Telecom Customer Churn Prediction

Overview

This project is a comprehensive Data Science portfolio piece focused on predicting telecom customer churn through advanced machine learning methods. The objective is to develop robust, scalable, and interpretable predictive models to proactively identify at-risk customers, enhancing customer retention strategies.

The analysis builds upon the foundational approach presented by Lalwani et al. (2022), addressing the challenges of imbalanced datasets in churn prediction using advanced resampling techniques (including undersampling and oversampling with SMOTE) and enhanced evaluation metrics. Key methodological highlights include rigorous feature selection using the Gravitational Search Algorithm (GSA), extensive hyperparameter tuning to optimize model performance, and comprehensive comparative analysis across various machine learning models and dataset variations.

📂 Project Structure

The project is organized into two main parts:

Part I: Data Exploration & Preprocessing

Introduction: Objectives and scope of churn prediction.
Dataset Acquisition & Structure: Data sourcing and preliminary assessment.
Exploratory Data Analysis (EDA): Visualization and feature distribution analysis.
Data Preprocessing: Handling missing data, transforming categorical features, and data cleaning.

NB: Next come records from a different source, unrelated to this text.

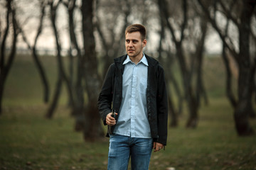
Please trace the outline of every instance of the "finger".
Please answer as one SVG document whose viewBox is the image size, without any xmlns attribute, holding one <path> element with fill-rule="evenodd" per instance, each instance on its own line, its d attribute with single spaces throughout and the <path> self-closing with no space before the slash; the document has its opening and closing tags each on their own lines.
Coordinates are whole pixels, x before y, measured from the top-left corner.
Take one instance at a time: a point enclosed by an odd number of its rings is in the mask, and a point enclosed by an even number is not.
<svg viewBox="0 0 256 170">
<path fill-rule="evenodd" d="M 153 143 L 153 149 L 156 149 L 156 142 L 154 142 L 154 143 Z"/>
</svg>

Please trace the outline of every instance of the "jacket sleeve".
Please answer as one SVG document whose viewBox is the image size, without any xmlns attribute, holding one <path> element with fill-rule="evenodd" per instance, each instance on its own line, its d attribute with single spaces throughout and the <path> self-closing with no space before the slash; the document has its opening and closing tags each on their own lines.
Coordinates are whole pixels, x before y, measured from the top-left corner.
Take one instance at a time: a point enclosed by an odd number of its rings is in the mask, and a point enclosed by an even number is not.
<svg viewBox="0 0 256 170">
<path fill-rule="evenodd" d="M 166 145 L 168 129 L 168 99 L 164 69 L 159 66 L 157 89 L 158 142 Z"/>
<path fill-rule="evenodd" d="M 98 98 L 98 109 L 104 125 L 106 123 L 106 117 L 111 112 L 113 96 L 113 81 L 114 75 L 114 64 L 112 64 L 106 74 L 102 90 Z"/>
</svg>

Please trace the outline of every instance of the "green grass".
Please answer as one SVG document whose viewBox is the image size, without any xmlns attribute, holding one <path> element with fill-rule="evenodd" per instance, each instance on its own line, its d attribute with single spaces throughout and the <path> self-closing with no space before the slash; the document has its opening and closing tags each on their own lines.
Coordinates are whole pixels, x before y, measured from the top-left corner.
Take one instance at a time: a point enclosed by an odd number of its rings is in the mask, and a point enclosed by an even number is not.
<svg viewBox="0 0 256 170">
<path fill-rule="evenodd" d="M 0 169 L 106 169 L 108 140 L 85 142 L 65 107 L 43 118 L 43 106 L 5 107 L 0 118 Z M 186 117 L 183 115 L 183 117 Z M 226 100 L 203 107 L 196 129 L 169 130 L 165 151 L 152 153 L 150 169 L 256 169 L 255 136 L 238 137 Z M 256 121 L 251 121 L 256 129 Z"/>
<path fill-rule="evenodd" d="M 41 59 L 52 96 L 57 64 L 54 57 Z M 152 153 L 151 170 L 256 169 L 256 137 L 240 137 L 235 132 L 221 60 L 206 59 L 205 64 L 209 106 L 200 109 L 196 129 L 185 128 L 187 115 L 180 116 L 178 127 L 169 130 L 166 150 Z M 41 88 L 31 57 L 18 56 L 8 77 L 0 116 L 0 170 L 106 169 L 108 139 L 85 142 L 82 134 L 74 131 L 65 87 L 53 119 L 46 119 L 48 106 L 43 103 Z M 256 130 L 256 120 L 250 124 Z"/>
</svg>

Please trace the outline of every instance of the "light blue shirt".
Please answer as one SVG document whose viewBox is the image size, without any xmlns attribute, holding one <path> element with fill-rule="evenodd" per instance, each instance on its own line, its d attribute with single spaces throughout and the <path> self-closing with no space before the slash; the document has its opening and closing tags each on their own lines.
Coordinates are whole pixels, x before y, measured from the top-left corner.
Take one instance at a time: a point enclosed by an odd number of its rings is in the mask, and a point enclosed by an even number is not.
<svg viewBox="0 0 256 170">
<path fill-rule="evenodd" d="M 124 60 L 122 98 L 114 133 L 132 137 L 151 138 L 147 119 L 146 91 L 148 62 L 145 55 L 137 64 L 129 56 Z"/>
</svg>

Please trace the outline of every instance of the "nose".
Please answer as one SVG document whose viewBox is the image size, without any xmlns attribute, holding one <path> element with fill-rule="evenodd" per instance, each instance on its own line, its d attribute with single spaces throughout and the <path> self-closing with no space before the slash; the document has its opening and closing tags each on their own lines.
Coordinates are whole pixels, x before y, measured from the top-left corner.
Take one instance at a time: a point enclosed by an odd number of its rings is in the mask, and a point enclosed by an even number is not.
<svg viewBox="0 0 256 170">
<path fill-rule="evenodd" d="M 132 42 L 131 41 L 128 43 L 128 47 L 132 47 L 132 46 L 133 46 L 133 44 L 132 44 Z"/>
</svg>

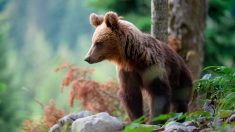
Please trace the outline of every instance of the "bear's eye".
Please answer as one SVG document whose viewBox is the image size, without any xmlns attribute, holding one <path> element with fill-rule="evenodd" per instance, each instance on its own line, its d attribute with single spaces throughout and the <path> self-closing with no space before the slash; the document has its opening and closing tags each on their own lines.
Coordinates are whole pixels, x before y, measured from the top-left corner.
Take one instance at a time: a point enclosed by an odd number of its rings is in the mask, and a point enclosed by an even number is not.
<svg viewBox="0 0 235 132">
<path fill-rule="evenodd" d="M 100 49 L 100 48 L 102 48 L 102 43 L 101 43 L 101 42 L 96 42 L 96 43 L 95 43 L 95 46 L 96 46 L 98 49 Z"/>
</svg>

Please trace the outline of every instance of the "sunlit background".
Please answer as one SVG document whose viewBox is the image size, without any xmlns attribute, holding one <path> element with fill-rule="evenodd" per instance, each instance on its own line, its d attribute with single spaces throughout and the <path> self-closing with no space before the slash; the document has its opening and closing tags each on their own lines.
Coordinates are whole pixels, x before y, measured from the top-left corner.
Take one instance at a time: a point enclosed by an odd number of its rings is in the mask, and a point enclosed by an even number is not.
<svg viewBox="0 0 235 132">
<path fill-rule="evenodd" d="M 130 4 L 131 3 L 131 4 Z M 142 31 L 150 31 L 149 0 L 0 0 L 0 128 L 19 130 L 26 118 L 38 119 L 40 104 L 50 99 L 67 111 L 68 91 L 60 91 L 63 63 L 92 67 L 92 79 L 116 80 L 108 63 L 88 65 L 83 58 L 91 44 L 89 14 L 113 10 Z M 235 4 L 209 0 L 204 66 L 235 66 Z"/>
</svg>

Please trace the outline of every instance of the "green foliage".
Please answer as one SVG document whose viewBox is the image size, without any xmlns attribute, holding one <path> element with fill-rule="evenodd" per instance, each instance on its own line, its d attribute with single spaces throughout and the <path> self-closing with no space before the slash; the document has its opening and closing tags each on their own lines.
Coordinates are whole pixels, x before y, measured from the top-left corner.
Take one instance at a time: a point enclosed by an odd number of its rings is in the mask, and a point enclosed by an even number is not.
<svg viewBox="0 0 235 132">
<path fill-rule="evenodd" d="M 126 126 L 123 132 L 152 132 L 155 128 L 154 126 L 143 126 L 141 123 L 144 123 L 144 116 Z"/>
<path fill-rule="evenodd" d="M 202 79 L 195 82 L 195 94 L 214 100 L 218 109 L 234 109 L 235 70 L 224 66 L 210 66 L 204 69 Z"/>
<path fill-rule="evenodd" d="M 205 66 L 235 66 L 235 18 L 231 14 L 234 5 L 234 0 L 209 0 L 204 45 Z"/>
</svg>

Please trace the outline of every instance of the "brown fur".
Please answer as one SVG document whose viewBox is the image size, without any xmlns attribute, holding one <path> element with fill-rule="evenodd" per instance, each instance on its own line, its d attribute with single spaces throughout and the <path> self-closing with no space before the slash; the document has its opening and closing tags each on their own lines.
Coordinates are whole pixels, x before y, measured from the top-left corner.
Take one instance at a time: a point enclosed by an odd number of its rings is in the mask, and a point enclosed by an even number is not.
<svg viewBox="0 0 235 132">
<path fill-rule="evenodd" d="M 91 15 L 91 20 L 98 20 Z M 86 61 L 104 59 L 117 66 L 120 97 L 131 120 L 143 115 L 141 90 L 150 96 L 151 117 L 187 112 L 192 78 L 183 59 L 168 45 L 142 33 L 133 24 L 120 20 L 114 12 L 104 16 L 96 28 Z M 154 122 L 158 123 L 158 122 Z"/>
</svg>

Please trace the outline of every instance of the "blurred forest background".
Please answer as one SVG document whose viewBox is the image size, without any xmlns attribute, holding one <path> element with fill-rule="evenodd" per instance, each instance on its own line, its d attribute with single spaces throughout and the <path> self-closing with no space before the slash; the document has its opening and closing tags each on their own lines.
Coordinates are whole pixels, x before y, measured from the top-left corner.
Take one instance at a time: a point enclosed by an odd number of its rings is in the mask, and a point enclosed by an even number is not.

Part II: Modeling & Evaluation

Feature Selection & Preprocessing
- Feature selection using Gravitational Search Algorithm (GSA) and statistical methods.
- Data balancing with undersampling and SMOTE.
Model Training & Hyperparameter Tuning
- Training supervised learning algorithms (Logistic Regression, Decision Tree, KNN, Random Forest, Naïve Bayes, XGBoost, CatBoost).
- Hyperparameter optimization for improved predictions.
Testing & Model Comparison
- Evaluation of predictive performance using multiple metrics (Accuracy, Precision, Recall, F1-score, AUC-ROC).
- Comparing model effectiveness across different feature sets and data balancing methods.
Final Recommendation
- Selection of the best-performing, most interpretable predictive model.
- Insights into how feature selection and balancing methods affect performance.

⚖ Model and Dataset Comparison

Dataset Variants Evaluated:

df_original: Complete dataset with all initial features.
df_gsa: Features selected through GSA optimization.
df_selected: Features chosen by multiple methods (Correlation, Mutual Information, t-test, Random Forest, XGBoost).
df_selected_multi: Dataset derived from df_selected after removing highly correlated features.

📈 Key Insights:

Dataset Variant	Number of Features	Performance	Interpretability	Recommended
df_original	31	Moderate	Low	❌
df_gsa	17	Moderate	Moderate	⚠️
df_selected	24	High	Good	✅
df_selected_multi	19	High	Very High	⭐

Recommendation: The dataset df_selected_multi offers the optimal balance of predictive accuracy, computational efficiency, and interpretability, making it ideal for actionable churn prediction strategies.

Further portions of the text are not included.